I agree with Dahila, 100% CO soap would strip most peoples skin and be uncomfortable.   I wouldn't use it on my body or hands except for deep cleaning.   With LS you can't have a high superfat.  Would be good for cleaning or dishes perhaps.


----------



## NAE (Mar 2, 2020)

ah ok, and diluting with water or something won't help?


----------



## jcandleattic (Mar 2, 2020)

NAE said:


> ah ok, and diluting with water or something won't help?


Nope, all that will do is make it thinner, not less irritating.


----------



## artemis (Mar 2, 2020)

NAE said:


> I received a homemade bodywash i really like but it irritates my skin a bit ...




Can I ask: if it irritates your skin, what is it that you like about it?


----------



## NAE (Mar 3, 2020)

artemis said:


> Can I ask: if it irritates your skin, what is it that you like about it?



It irritates only the back of my arms (the part of the skin that joins the arm and underarm together). I like it because it makes my skin silky smooth.


----------



## artemis (Mar 3, 2020)

NAE said:


> It irritates only the back of my arms (the part of the skin that joins the arm and underarm together). I like it because it makes my skin silky smooth.



Have you considered learning how to make your own?  You would be able to replace the coconut oil with other, less stripping, oils.


----------



## NAE (Mar 5, 2020)

artemis said:


> Have you considered learning how to make your own?  You would be able to replace the coconut oil with other, less stripping, oils.

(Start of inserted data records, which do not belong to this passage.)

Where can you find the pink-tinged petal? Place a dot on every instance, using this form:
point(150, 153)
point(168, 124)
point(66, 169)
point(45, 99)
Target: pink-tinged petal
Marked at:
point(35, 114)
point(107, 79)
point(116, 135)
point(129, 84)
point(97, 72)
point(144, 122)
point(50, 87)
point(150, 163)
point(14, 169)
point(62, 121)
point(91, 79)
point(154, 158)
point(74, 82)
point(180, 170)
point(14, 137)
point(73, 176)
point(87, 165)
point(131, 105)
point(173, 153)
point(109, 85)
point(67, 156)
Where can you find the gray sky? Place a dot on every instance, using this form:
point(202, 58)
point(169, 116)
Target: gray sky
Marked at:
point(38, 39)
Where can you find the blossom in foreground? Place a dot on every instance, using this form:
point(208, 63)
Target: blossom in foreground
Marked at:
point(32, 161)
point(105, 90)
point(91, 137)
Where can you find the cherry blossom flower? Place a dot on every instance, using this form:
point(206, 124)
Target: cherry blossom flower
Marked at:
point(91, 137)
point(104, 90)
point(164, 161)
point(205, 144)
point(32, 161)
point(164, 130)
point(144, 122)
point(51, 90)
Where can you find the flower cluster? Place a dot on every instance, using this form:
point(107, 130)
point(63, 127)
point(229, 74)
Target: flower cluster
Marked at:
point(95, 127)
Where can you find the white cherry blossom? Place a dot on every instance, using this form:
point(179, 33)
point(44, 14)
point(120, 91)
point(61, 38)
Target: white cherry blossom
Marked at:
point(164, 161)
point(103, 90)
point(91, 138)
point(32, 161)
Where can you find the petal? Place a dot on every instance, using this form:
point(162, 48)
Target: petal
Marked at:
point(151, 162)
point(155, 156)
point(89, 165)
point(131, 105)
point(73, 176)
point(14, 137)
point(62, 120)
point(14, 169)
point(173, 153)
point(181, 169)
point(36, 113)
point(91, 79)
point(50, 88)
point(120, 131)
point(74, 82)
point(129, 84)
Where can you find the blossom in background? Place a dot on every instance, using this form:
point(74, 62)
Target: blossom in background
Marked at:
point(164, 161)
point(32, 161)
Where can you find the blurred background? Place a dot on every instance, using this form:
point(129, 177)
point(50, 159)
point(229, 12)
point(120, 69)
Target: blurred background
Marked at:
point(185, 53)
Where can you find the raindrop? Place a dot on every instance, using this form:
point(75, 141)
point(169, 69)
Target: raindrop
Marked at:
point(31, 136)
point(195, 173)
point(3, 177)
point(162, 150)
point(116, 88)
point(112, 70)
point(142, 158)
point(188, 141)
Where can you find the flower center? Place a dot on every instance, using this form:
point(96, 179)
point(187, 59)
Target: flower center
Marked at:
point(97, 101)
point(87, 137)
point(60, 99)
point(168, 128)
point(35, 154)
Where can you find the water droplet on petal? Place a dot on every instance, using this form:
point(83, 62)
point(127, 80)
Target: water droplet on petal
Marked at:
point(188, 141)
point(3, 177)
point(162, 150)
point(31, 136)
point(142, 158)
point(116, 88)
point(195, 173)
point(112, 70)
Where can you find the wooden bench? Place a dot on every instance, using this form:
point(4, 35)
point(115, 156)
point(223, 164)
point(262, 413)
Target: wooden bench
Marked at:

That would be nice, although i have no idea how to make body wash. guess i could look into that!


----------



## shunt2011 (Mar 5, 2020)

NAE said:


> That would be nice, although i have no idea how to make body wash. guess i could look into that!



It's just liquid soap.   There are several recipes here on the forum.


----------



## NAE (Mar 5, 2020)

will do 


shunt2011 said:


> It's just liquid soap.   There are several recipes here on the forum.



Will do a search then :-D


----------